Combien de titres allez-vous conserver ? Nous sommes en fait dans une situation délicate : l'idée d'un double album pose un vrai problème sur le plan commercial, car plus difficilement vendable ; en même temps, si j'estime disposer de la matière suffisante, il n'est pas exclu que je retienne cette option, me disant que les gens qui aiment le groupe l'achèteront de toute façon.

A une époque, vous envisagiez aussi un dyptique composé d'un album instrumental et d'un autre de chansons ? On a fait Lost Wishes, une cassette composée de quatre instrumentaux, envisagés comme une forme de récréation alors que nous étions en studio. Mais aller plus loin dans cette démarche me semble encore prématuré. Quantitativement, j'aurais de quoi faire, mais qualitativement, le résultat ne me satisfait pas. La musique de film reste toutefois une piste...

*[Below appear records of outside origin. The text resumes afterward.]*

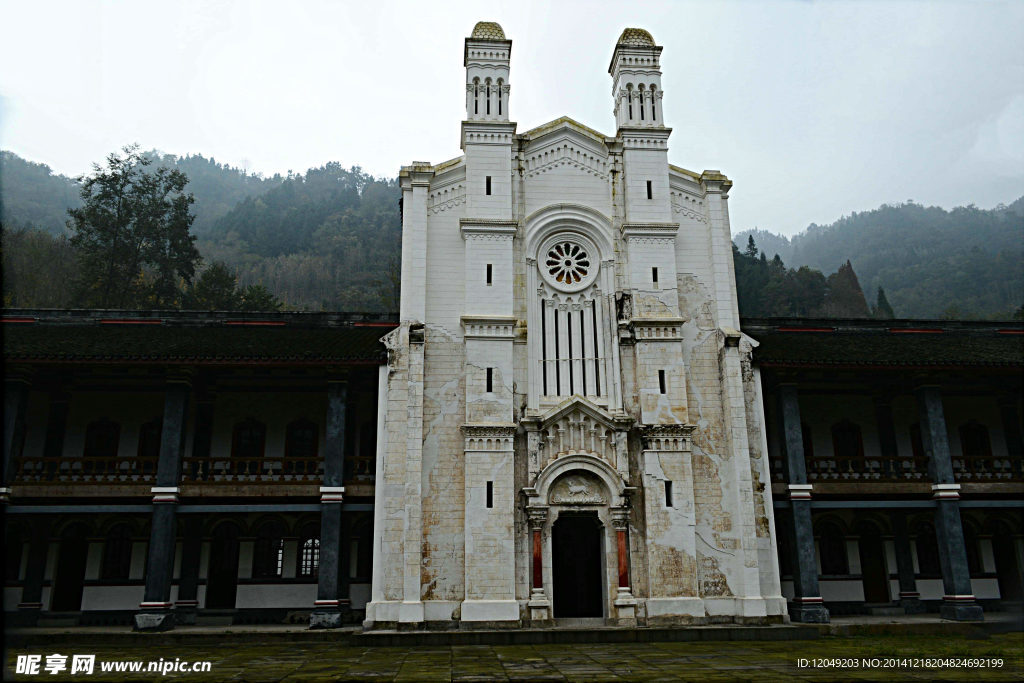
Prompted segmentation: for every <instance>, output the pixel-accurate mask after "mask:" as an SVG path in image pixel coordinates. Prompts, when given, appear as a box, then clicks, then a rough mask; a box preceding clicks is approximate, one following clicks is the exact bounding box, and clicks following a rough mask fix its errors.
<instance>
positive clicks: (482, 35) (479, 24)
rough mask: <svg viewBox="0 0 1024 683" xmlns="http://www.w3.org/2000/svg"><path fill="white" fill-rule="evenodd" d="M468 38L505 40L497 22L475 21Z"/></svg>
mask: <svg viewBox="0 0 1024 683" xmlns="http://www.w3.org/2000/svg"><path fill="white" fill-rule="evenodd" d="M470 38H472V39H474V40H505V32H504V31H502V27H501V25H500V24H498V23H497V22H477V23H476V26H474V27H473V33H472V35H470Z"/></svg>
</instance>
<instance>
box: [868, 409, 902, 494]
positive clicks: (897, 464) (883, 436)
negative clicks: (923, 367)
mask: <svg viewBox="0 0 1024 683" xmlns="http://www.w3.org/2000/svg"><path fill="white" fill-rule="evenodd" d="M874 420H876V423H877V424H878V428H879V447H880V450H881V451H882V462H883V466H882V471H883V472H885V473H886V474H887V475H889V476H893V475H895V474H898V473H899V472H901V468H900V467H899V462H898V460H899V454H898V452H897V449H896V425H895V424H894V423H893V408H892V403H891V402H890V399H889V398H888V396H876V397H874Z"/></svg>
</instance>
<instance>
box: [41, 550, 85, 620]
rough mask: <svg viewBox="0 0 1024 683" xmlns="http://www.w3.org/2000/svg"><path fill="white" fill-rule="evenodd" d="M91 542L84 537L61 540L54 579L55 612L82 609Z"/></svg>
mask: <svg viewBox="0 0 1024 683" xmlns="http://www.w3.org/2000/svg"><path fill="white" fill-rule="evenodd" d="M88 549H89V544H88V543H87V542H86V540H85V539H84V538H82V537H70V538H65V539H61V540H60V550H59V552H58V553H57V570H56V575H55V577H54V580H53V596H52V597H51V599H50V609H51V610H52V611H55V612H77V611H79V610H81V609H82V590H83V584H84V583H85V559H86V556H87V555H88Z"/></svg>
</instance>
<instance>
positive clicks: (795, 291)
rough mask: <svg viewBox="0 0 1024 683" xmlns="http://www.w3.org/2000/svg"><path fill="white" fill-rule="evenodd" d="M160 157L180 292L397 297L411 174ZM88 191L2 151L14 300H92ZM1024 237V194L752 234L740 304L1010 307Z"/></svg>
mask: <svg viewBox="0 0 1024 683" xmlns="http://www.w3.org/2000/svg"><path fill="white" fill-rule="evenodd" d="M146 156H147V157H148V158H151V159H152V160H153V164H152V166H153V167H154V168H156V167H168V168H171V169H174V170H177V171H181V172H182V173H184V174H185V175H186V176H187V178H188V183H187V185H186V187H185V191H187V193H190V194H191V195H193V196H194V197H195V200H196V201H195V204H193V205H191V212H193V214H194V215H195V216H196V219H195V221H194V222H193V224H191V232H193V234H195V236H196V237H197V242H196V245H197V246H198V248H199V251H200V254H201V255H202V262H201V264H200V266H199V270H198V273H197V276H196V282H195V283H191V284H189V283H183V286H186V287H184V289H182V292H183V293H184V295H183V296H182V297H181V300H180V305H184V306H202V307H225V306H242V307H245V306H271V307H272V306H276V305H283V306H284V307H286V308H290V309H311V310H321V309H328V310H331V309H335V310H395V309H397V299H398V275H399V271H400V267H399V256H400V242H401V228H400V215H399V208H398V198H399V190H398V186H397V183H396V181H395V180H393V179H382V178H375V177H373V176H370V175H368V174H366V173H364V172H362V171H361V170H360V169H359V168H357V167H355V168H349V169H346V168H343V167H342V166H341V165H340V164H337V163H331V164H327V165H325V166H323V167H321V168H315V169H310V170H308V171H307V172H306V173H304V174H289V175H288V176H285V177H283V176H280V175H275V176H273V177H271V178H264V177H262V176H259V175H253V174H250V173H247V172H245V171H243V170H241V169H238V168H232V167H229V166H225V165H223V164H219V163H217V162H216V161H214V160H212V159H206V158H204V157H202V156H199V155H197V156H188V157H175V156H171V155H161V154H159V153H156V152H151V153H147V154H146ZM80 189H81V184H80V183H79V181H78V180H76V179H72V178H68V177H65V176H61V175H58V174H54V173H52V172H51V170H50V169H49V168H48V167H47V166H45V165H42V164H34V163H31V162H27V161H25V160H23V159H20V158H18V157H17V156H16V155H14V154H11V153H9V152H3V153H0V202H2V203H0V218H2V225H3V244H2V250H3V293H4V303H5V305H8V306H50V307H65V306H75V305H84V303H85V302H84V300H83V299H82V298H81V297H80V294H79V292H80V291H81V287H80V285H81V280H82V276H83V275H82V272H81V268H80V263H79V259H78V257H77V254H76V251H75V248H74V247H73V246H72V245H71V243H70V242H69V240H68V238H69V233H68V229H67V228H66V221H67V220H68V209H75V208H78V207H80V206H81V199H80V198H79V190H80ZM751 237H753V238H754V243H753V244H751V243H750V238H751ZM1022 238H1024V198H1021V199H1020V200H1017V201H1016V202H1014V204H1012V205H1010V206H1009V207H1000V208H998V209H995V210H991V211H982V210H979V209H976V208H974V207H964V208H957V209H953V210H952V211H945V210H943V209H940V208H936V207H923V206H920V205H918V204H913V203H907V204H903V205H899V206H883V207H880V208H879V209H876V210H873V211H867V212H862V213H854V214H851V215H850V216H848V217H844V218H842V219H840V220H838V221H836V222H835V223H831V224H830V225H823V226H819V225H811V226H810V227H808V228H807V229H806V230H805V231H804V232H802V233H801V234H798V236H797V237H796V238H794V239H792V240H788V239H786V238H784V237H781V236H777V234H773V233H770V232H766V231H763V230H748V231H744V232H739V233H738V234H737V236H736V244H737V246H738V249H737V250H736V251H735V253H734V261H735V264H736V281H737V288H738V291H739V302H740V311H741V312H742V314H744V315H834V316H841V315H843V316H845V315H851V316H858V315H882V316H885V315H887V314H889V313H888V312H887V311H889V310H892V309H895V310H894V312H895V315H897V316H906V317H943V316H944V317H966V318H971V317H1009V316H1011V315H1013V314H1014V313H1015V311H1018V309H1019V307H1020V306H1021V303H1022V302H1024V265H1022V264H1024V246H1022V245H1024V239H1022ZM775 255H778V257H779V258H773V257H774V256H775ZM786 264H787V265H788V266H791V267H786ZM855 271H856V272H855ZM825 273H831V274H828V275H826V274H825ZM260 286H262V288H265V289H262V288H261V287H260ZM189 288H190V289H189ZM880 288H883V289H884V290H885V292H884V294H883V295H882V300H881V301H880V299H879V290H880ZM890 303H891V308H890ZM145 304H146V301H141V302H139V303H138V305H145Z"/></svg>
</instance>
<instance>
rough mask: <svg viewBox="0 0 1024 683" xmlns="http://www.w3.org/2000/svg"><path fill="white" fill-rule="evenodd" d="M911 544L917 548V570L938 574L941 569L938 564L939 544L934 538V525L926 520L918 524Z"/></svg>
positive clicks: (925, 576) (924, 573) (928, 575)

Au registre projets avortés, sortirez-vous un jour l'album solo enregistré avant "Disintegration" ? Non. Pas avant ma mort. Il n'existe que sous la forme d'une unique bande, chez moi.

Quelle a été la meilleure période de Cure ? Honnêtement celle-ci. C'est sûr. L'époque de Wish était agréable, et les chansons bonnes, mais je sais que ce qu'on prépare sera encore meilleur, en studio comme en tournée.

Qu'avez-vous écouté, ces trois dernières années ? Surtout de la musique cajun. J'ai aussi beaucoup mangé cajun... Mais ça ne s'entendra pas sur l'album, où devrait cependant figurer une chanson mexicaine.

Merci.

Encore une chose : pourriez-vous demander à vos lecteurs d'écrire à Chirac pour qu'il arrête les essais nucléaires ? On n'a pas l'habitude de prendre position, mais là il ne s'agit pas tant d'une lubie que d'une forte conviction. Et puis les gouvernements américains et anglais sont tellement abrutis qu'ils seraient capables d'emboîter le pas à la France.